FRUIT importers claim their workers have nothing to fear from giant creepy-crawlies hiding in bunches of their finest imported bananas.

The claim by Southampton-based Geest Bananas is not a case of arachnophobia gone mad, but comes after a supermarket worker won a £7,500 pay-out after he was bitten by a huge tropical spider.

Wakefield-resident Malcolm Haigh successfully sued the company, along with his own bosses Morrisons, for physical and psychological damage four years after the eight-inch spider, believed to be a Huntsman, bit his cheek.

But the banana giant, based at the dock's Windward Terminal since 1993, has been quick to assure its 80 staff that they are in no danger.

Pointing to the rigorous picking, washing and packing procedure that is carried out at the bananas' source in the Carribean's Windward Islands, a spokesman for the company refuted any fears that poisonous spiders could find themselves carried into Southampton.

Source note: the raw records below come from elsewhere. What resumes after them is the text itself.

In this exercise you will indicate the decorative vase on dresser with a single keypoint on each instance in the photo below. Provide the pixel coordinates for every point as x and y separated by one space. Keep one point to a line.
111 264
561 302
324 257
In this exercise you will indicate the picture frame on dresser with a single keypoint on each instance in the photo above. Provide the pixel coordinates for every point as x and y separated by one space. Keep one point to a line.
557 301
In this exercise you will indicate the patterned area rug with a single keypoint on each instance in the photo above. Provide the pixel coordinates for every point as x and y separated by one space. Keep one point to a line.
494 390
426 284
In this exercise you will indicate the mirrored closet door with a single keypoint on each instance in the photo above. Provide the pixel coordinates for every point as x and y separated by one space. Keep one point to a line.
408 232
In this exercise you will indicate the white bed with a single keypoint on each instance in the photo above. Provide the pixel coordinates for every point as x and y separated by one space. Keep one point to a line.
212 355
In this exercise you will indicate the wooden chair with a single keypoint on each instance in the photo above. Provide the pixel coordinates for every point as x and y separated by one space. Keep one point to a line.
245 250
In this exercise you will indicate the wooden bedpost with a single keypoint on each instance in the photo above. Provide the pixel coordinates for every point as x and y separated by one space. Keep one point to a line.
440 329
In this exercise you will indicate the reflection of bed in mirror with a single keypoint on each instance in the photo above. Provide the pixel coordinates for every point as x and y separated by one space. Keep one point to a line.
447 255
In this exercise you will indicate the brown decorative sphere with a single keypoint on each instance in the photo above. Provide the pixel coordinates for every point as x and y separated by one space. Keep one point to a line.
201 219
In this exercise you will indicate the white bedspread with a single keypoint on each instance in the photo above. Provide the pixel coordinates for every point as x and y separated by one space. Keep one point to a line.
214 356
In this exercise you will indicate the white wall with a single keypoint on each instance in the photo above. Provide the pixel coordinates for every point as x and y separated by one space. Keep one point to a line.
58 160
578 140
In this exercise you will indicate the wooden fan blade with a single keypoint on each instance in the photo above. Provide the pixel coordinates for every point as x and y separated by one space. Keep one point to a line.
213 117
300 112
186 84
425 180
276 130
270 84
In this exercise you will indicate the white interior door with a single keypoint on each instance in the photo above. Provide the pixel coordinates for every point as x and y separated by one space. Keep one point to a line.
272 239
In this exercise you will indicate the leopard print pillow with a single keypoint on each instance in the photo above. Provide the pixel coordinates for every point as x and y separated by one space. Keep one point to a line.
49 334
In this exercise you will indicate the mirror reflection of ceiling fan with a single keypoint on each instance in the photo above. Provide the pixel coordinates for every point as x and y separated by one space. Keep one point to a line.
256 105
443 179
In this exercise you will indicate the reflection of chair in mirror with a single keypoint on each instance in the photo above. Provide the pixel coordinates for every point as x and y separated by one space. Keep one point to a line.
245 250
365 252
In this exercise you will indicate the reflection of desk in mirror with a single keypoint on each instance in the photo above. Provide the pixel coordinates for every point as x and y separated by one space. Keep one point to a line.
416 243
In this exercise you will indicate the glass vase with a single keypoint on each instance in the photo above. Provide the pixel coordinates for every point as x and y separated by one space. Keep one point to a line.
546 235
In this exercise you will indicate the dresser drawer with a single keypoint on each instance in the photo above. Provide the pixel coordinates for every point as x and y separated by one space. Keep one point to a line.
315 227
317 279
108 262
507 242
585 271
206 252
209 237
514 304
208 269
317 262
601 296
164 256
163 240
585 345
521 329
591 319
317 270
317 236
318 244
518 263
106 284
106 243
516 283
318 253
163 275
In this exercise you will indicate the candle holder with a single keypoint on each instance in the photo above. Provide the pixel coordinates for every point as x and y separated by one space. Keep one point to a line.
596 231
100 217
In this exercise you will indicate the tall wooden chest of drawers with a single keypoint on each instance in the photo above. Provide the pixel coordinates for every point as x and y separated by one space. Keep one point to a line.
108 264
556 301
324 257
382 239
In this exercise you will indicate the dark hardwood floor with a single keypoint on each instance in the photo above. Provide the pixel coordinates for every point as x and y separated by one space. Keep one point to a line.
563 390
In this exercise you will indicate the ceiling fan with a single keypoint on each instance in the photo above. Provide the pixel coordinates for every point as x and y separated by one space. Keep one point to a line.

The spokesman said: "Every care is taken with the cutting, packing and unloading of the bananas and anything on them is removed.

"There has been no need to bring in new measures since this incident four years ago.

Here, in South-ampton the fruit is taken off the ships by forklift and only a small amount of people actually open the boxes to check them.

"They are then sent out of the county to ripening rooms where the natural gas is used to ripen the fruit.

"Nothing is likely to survive that process but even then another check is carried out."

The announcement will be welcome news to the city's banana workers, who previously became big news when a bizarre banana war broke out.

It took place between Europe and the US, threatening job losses in the city.